Anthony Fauci testifies about reopening America

Dr. Anthony Fauci director of the National Institute of Allergy and Infectious Diseases speaks remotely during a virtual Senate hearing

Dr. Anthony Fauci director of the National Institute of Allergy and Infectious Diseases speaks remotely during a virtual Senate hearing

The total number of COVID-19 cases in the U.S.is at 1.36 million and still climbing Tuesday, with the number of deaths passing 82,000.

There has been frequent speculation that Dr Fauci's forthright approach has irked President Trump, who has been accused of downplaying the dangers of the crisis as he pushes to restart the economy.

Fauci told members of a Senate committee that states should follow the Trump administration guidelines before reopening schools and businesses.

The recommendations include that states should have a "downward trajectory of positive tests" or "documented cases" over a 14-day period. States are also advised to establish a strong testing program for the virus and a tracing process to find people who come in contact with those known to be infected.

An investigation by The Associated Press found that numerous states that have reopened or plan to reopen soon did not meet the administration's guidelines. Also on the list: Nebraska, Ohio, Oklahoma, Tennessee and Utah.

US Senators listen to Dr Anthony Fauci during the hearing in Washington. A preliminary ongoing count of coronavirus deaths by the CDC shows that between February 1 and May 6, four children under the age of 1 died of the coronavirus; two children between the ages of 1 and 4 died; four children between the ages of 5 and 14 died; and 48 people between the ages of 15 and 24 died.

Senator Lamar Alexander of Tennessee led the hearing. Two of the four scheduled witnesses are self-quarantining amid worries about White House officials who have tested positive for COVID-19 in recent days.

Trump ends press briefing after clashing with reporters
Yamiche Alcindor, of PBS, tweeted that, "He called on me but I motioned for Kaitlin to ask her Q so Trump walked off". According to a leaked White House report, coronavirus rates are spiking in the heartland communities of America.

Alexander said as the hearing opened that "what our country has done so far in testing is impressive, but not almost enough".

Some states already have begun reopening their economies and others have announced plans to phase that in beginning in mid-May, even as opinion polls show most Americans are concerned about reopening too soon. On Monday, the president said that the USA "leads the world" after completing 9 million coronavirus tests. But experts note that number represents less than 3 percent of all Americans. California has the eighth highest number of deaths in the US with over 2,800 dead. The Kentucky Republican said Fauci was not the "end all" in knowledge about the coronavirus and it's "kind of ridiculous" to suggest children shouldn't go back to school - something Fauci never said.

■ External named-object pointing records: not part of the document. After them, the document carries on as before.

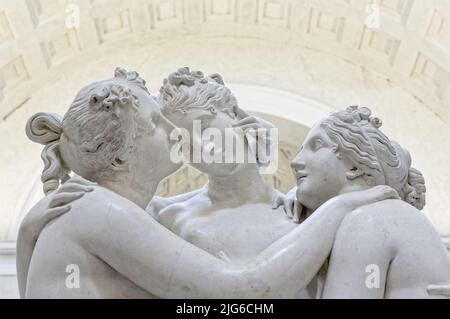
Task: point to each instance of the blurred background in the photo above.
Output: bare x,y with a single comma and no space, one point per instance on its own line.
288,61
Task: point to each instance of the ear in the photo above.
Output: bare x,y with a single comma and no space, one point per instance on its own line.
354,173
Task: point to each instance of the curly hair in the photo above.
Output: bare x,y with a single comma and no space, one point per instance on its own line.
186,90
91,129
380,161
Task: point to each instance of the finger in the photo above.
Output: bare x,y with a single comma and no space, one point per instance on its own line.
287,209
247,120
250,126
63,199
289,204
297,212
241,113
56,212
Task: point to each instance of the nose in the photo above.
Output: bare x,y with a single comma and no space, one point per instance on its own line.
298,163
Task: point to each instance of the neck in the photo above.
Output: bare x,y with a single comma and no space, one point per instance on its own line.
138,193
247,184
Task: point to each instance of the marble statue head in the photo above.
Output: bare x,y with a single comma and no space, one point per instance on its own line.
347,151
113,128
189,97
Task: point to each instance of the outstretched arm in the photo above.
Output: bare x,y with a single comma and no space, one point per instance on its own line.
50,207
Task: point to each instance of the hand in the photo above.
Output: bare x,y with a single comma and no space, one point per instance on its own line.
257,132
354,200
70,191
291,206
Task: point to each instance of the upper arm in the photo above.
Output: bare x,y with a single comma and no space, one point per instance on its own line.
157,204
360,258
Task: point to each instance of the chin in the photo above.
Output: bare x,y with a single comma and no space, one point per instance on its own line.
308,201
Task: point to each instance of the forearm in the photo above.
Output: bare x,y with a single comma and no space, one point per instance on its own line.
158,203
288,265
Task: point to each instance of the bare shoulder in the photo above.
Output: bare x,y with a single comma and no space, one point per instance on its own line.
393,220
196,204
95,209
385,212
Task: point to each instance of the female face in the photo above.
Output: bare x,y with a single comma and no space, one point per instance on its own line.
320,174
211,135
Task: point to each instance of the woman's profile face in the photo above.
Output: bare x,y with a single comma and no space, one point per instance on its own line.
209,132
320,174
152,138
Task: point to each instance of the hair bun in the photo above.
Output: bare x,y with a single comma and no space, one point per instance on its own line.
44,128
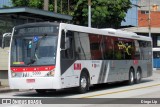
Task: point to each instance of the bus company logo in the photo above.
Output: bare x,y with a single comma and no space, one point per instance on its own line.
6,101
77,66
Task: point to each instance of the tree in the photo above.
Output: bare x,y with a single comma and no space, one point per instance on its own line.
105,13
28,3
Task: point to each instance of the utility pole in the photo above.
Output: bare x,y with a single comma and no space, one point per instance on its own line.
61,6
89,13
68,7
45,5
55,6
149,19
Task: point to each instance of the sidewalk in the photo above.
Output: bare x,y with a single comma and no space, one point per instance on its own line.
5,89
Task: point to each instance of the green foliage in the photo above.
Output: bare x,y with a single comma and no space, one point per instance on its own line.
105,13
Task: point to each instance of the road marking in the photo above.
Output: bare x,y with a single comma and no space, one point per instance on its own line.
121,91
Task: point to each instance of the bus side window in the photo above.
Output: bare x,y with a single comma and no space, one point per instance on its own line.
67,43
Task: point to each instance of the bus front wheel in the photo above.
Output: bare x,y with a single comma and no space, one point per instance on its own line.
84,83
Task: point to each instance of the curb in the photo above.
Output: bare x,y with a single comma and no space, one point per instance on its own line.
5,90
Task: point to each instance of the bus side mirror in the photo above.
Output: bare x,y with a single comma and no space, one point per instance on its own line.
5,35
64,40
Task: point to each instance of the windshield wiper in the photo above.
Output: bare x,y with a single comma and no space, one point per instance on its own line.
35,57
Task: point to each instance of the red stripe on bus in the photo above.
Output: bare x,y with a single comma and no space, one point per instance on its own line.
32,69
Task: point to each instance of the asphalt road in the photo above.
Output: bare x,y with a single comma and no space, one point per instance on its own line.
104,94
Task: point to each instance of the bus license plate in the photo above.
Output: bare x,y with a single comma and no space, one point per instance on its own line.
30,80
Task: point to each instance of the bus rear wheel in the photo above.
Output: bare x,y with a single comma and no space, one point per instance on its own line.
84,83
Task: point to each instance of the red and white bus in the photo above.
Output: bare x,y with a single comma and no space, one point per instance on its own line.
45,56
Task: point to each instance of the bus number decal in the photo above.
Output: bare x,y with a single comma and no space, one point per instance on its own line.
36,73
77,66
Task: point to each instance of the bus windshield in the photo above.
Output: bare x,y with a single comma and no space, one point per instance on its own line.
33,48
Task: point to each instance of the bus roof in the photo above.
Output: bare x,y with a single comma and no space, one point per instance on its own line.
107,31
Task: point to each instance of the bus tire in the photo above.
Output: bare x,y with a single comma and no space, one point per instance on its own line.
41,91
138,76
83,83
131,77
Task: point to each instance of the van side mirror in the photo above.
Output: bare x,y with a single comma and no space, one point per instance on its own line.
5,35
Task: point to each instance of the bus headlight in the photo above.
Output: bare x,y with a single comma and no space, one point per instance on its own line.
51,73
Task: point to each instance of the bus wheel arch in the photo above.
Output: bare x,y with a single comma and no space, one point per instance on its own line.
84,81
138,75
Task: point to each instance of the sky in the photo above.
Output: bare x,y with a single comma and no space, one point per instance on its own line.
4,2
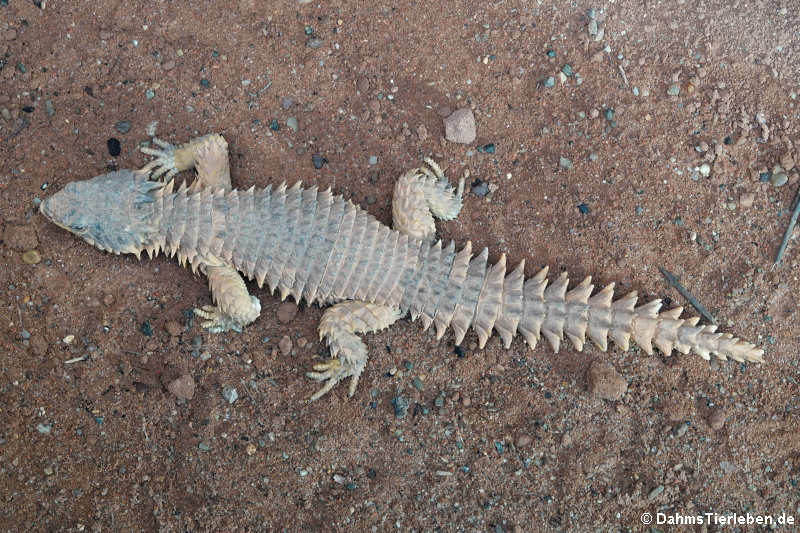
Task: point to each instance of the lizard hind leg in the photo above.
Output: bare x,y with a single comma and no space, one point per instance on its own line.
339,326
422,194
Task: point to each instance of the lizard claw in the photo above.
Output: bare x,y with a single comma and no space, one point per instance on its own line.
333,372
164,162
216,321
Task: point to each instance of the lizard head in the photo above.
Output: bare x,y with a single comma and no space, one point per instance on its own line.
113,212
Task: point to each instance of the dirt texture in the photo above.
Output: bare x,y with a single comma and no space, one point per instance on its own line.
119,413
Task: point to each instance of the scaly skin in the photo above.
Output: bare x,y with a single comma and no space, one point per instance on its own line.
316,246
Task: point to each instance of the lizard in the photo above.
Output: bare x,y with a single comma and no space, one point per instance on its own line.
321,248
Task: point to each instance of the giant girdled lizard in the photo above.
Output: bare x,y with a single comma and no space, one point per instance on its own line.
318,247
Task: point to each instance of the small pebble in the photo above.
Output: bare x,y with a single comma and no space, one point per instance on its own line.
123,126
655,493
230,394
716,420
286,312
605,382
173,328
31,257
285,344
480,188
314,42
460,126
400,404
182,387
114,148
318,161
779,180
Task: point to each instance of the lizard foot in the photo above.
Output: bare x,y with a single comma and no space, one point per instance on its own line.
217,321
333,372
164,162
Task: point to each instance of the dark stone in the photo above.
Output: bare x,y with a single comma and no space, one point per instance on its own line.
114,147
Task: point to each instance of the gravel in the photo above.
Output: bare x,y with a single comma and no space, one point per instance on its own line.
460,127
230,394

Fauci has been largely out of public view in the last week since the president put a pause on the coronavirus task force briefings.

Assistant Health and Human Services Secretary Brett Giroir predicted some universities will adopt a "surveillance strategy", where different students are tested at different times to assure that the disease isn't present, and said it might be possible to test wastewater in particular areas to gauge the presence of infection.

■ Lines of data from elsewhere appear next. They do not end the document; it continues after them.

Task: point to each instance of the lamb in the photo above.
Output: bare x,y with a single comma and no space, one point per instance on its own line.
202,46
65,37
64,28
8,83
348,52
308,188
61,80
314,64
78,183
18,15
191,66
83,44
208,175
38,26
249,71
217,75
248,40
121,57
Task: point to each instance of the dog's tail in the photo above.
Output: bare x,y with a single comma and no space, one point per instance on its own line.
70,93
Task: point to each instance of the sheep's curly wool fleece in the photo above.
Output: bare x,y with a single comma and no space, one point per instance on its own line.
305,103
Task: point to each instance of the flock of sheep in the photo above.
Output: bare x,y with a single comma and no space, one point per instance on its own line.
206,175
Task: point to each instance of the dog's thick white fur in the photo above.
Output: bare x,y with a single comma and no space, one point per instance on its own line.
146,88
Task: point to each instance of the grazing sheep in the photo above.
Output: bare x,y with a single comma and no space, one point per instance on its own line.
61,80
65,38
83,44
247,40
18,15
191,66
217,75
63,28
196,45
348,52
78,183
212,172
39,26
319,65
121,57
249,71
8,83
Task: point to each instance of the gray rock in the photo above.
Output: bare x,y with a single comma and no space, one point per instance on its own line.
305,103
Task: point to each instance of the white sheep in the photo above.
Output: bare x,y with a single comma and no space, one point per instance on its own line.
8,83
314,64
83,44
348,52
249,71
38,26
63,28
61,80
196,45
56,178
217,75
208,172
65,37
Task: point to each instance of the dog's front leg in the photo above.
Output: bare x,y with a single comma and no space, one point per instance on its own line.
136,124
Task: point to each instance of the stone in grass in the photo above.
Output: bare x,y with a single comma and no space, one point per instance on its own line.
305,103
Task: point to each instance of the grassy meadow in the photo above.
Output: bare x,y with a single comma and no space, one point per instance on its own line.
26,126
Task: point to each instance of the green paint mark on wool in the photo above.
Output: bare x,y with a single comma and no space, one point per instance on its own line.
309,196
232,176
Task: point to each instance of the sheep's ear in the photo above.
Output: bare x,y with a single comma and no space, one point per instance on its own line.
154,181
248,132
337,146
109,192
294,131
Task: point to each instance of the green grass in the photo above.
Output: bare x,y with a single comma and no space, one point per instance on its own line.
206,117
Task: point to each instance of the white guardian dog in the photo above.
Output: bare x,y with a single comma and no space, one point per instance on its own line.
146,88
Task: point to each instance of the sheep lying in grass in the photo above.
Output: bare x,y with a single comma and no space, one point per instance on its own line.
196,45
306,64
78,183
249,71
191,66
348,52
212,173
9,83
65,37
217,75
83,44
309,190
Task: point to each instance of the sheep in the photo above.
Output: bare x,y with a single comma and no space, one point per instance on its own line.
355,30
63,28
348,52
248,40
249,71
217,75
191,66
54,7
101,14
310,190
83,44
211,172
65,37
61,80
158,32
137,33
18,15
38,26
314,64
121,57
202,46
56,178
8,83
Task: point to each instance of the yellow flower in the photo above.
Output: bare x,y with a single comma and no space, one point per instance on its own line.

Further, Fauci testified that the death toll is "likely higher" than the more than 80,000 people who have died as of Tuesday.

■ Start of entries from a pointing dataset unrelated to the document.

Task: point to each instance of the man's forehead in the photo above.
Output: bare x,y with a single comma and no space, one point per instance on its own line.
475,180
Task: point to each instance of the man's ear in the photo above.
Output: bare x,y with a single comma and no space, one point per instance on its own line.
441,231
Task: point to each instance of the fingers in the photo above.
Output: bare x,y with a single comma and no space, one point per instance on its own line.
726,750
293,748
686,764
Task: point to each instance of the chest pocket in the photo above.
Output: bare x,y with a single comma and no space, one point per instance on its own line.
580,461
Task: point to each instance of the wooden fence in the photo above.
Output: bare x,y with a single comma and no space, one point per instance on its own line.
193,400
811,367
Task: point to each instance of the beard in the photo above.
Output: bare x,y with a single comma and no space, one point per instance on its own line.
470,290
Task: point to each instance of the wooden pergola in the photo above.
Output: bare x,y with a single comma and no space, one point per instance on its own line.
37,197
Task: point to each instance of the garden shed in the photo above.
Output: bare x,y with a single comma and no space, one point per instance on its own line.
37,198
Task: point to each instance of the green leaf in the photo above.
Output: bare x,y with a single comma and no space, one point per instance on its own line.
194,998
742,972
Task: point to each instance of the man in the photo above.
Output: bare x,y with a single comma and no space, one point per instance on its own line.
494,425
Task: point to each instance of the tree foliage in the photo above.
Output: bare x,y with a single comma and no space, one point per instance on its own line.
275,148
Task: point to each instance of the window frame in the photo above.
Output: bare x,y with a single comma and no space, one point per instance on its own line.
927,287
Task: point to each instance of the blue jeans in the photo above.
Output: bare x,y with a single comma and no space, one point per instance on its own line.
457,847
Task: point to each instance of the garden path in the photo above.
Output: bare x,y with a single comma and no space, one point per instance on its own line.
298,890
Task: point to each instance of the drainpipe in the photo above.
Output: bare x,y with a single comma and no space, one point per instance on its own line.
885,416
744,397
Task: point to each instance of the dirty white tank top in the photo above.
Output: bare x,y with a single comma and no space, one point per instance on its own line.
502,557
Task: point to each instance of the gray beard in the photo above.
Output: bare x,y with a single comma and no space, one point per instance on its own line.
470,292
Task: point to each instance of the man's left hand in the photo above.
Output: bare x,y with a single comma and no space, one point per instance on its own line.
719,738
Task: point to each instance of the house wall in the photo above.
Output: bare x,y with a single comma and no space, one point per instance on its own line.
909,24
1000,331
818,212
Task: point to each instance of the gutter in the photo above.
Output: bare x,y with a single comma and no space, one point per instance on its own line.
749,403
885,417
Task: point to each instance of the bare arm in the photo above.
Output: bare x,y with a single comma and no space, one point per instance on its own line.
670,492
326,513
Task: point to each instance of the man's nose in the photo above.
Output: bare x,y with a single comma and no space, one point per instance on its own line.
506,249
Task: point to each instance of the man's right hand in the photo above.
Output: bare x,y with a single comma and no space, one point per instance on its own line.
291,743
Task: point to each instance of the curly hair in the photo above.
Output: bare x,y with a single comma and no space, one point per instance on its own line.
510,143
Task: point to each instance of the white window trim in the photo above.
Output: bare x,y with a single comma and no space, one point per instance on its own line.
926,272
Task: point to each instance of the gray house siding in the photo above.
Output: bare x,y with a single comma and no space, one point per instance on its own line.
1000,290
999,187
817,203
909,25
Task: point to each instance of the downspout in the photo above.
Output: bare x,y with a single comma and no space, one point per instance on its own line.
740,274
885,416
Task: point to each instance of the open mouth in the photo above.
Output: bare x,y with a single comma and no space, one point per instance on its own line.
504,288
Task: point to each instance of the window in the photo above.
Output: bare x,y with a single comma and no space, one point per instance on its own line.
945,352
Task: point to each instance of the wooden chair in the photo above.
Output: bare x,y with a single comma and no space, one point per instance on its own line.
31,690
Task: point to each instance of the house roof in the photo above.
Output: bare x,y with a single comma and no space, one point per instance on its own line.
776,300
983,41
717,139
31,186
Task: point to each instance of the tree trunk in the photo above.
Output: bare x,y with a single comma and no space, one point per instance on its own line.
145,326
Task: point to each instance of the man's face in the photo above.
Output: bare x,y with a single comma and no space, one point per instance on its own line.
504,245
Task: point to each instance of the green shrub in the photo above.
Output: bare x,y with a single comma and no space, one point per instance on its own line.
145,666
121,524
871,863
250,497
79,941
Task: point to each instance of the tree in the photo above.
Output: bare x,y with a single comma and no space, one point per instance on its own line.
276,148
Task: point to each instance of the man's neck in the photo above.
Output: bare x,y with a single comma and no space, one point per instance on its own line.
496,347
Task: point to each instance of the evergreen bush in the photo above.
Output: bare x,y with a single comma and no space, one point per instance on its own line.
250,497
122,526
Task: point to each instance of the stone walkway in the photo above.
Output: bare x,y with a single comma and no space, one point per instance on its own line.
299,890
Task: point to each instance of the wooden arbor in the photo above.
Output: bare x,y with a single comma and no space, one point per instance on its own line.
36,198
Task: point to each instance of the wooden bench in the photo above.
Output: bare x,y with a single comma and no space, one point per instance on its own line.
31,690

"I think we ought to have a little bit of humility in our belief that we know what's best for the economy, and as much as I respect you, Dr. Fauci, I don't think you're the end-all", Paul said. However, if the USA stocks up on personal protective equipment and ramps up its efforts to identify, isolate, and contact-trace COVID-19 patients, "I hope that if we do have the threat of a second wave, we will be able to deal with it very effectively".

The New York Times had earlier reported Fauci would warn the country would see "needless suffering and death" if it rushed too quickly to re-open, but the remarks did not eventually feature in his opening address.